The owner of Conforama in France and Poundland in the UK has already referred ex-chief executive officer Markus Jooste for his role in the scandal, which has wiped 96% off the market value. Now Dirk Schreiber, a German national who was head of finance in Europe, can be added to the list, said the people, asking not to be named because the information is private. Former chief financial officer Ben la Grange and ex-Company Secretary Stehan Grobler complete the quartet, they said.
Details of the four former executives’ alleged involvement in events leading up to a failure to report audited results for 2017 have emerged during an ongoing investigation by PwC, the people said. Three more as-yet-unidentified individuals may also be reported, according to one of the people.

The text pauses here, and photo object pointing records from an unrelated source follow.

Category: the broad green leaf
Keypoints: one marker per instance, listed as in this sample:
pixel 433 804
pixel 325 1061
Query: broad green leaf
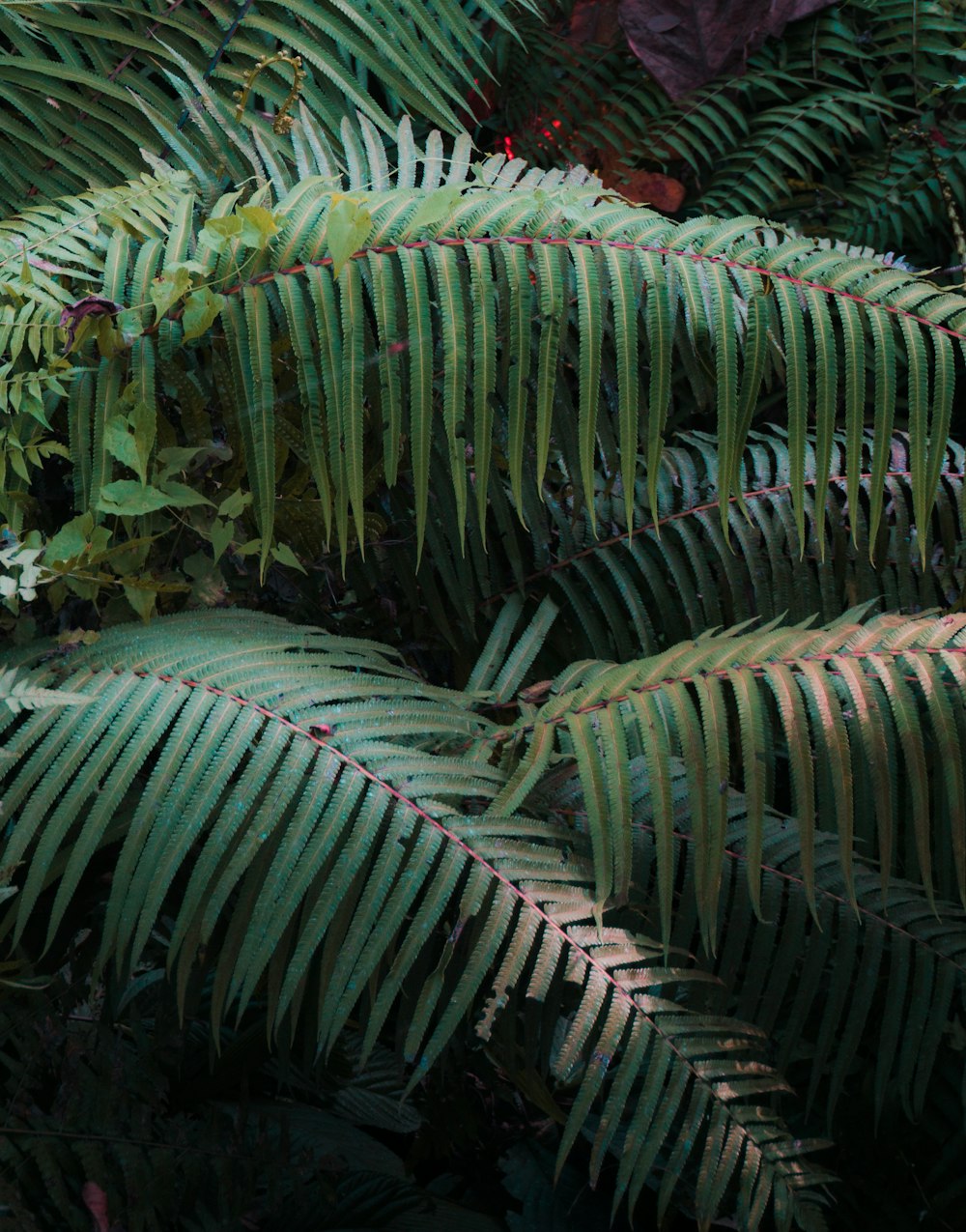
pixel 347 229
pixel 201 308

PwC’s forensic report into the accounts is due to be completed by the end of this year. Once the findings of the report are published, formal charges may proceed against anyone implicated in wrongdoing, according to a spokesman for the South African police unit known as the Hawks.
Schreiber didn’t respond to requests for comment. Grobler declined to comment on his referral, citing confidentiality agreements. La Grange said he hasn’t been informed that Steinhoff has given his name to the Hawks and so can’t comment. Neither Jooste nor his lawyer responded to a message seeking comment.
Steinhoff said that while it handed a report to the Hawks in August requesting that the police investigate a set of transactions, no complaint was made against any individual.
“Any speculation of the names and the number of names included in the report is just that,” a spokeswoman for Steinhoff said in an emailed response to questions.
While specific details about what caused the crisis have been sparse, Steinhoff has said PwC is particularly focused on certain off-balance-sheet deals and inflated asset values. The company has written off the value of assets by more than $14 billion over the course of the year, while U.S. unit Mattress Firm filed for bankruptcy on October 5. To survive, Steinhoff has sold off a slew of assets and restructured its debt.
Jooste quit in December when the shock announcement was made and Schreiber resigned from the boards of two key units in July. While both La Grange and Grobler stepped down from their roles earlier this year, they remained on the pay roll of the South African retailer on short-term consultancy contracts until late August, when their contracts were suspended by the company.
The battle to bring those responsible to justice is playing out against a backdrop of class action law suits in South Africa, Germany and the Netherlands. Steinhoff’s former chairman, the billionaire Christo Wiese, is also suing the retailer for R59 billion ($4 billion).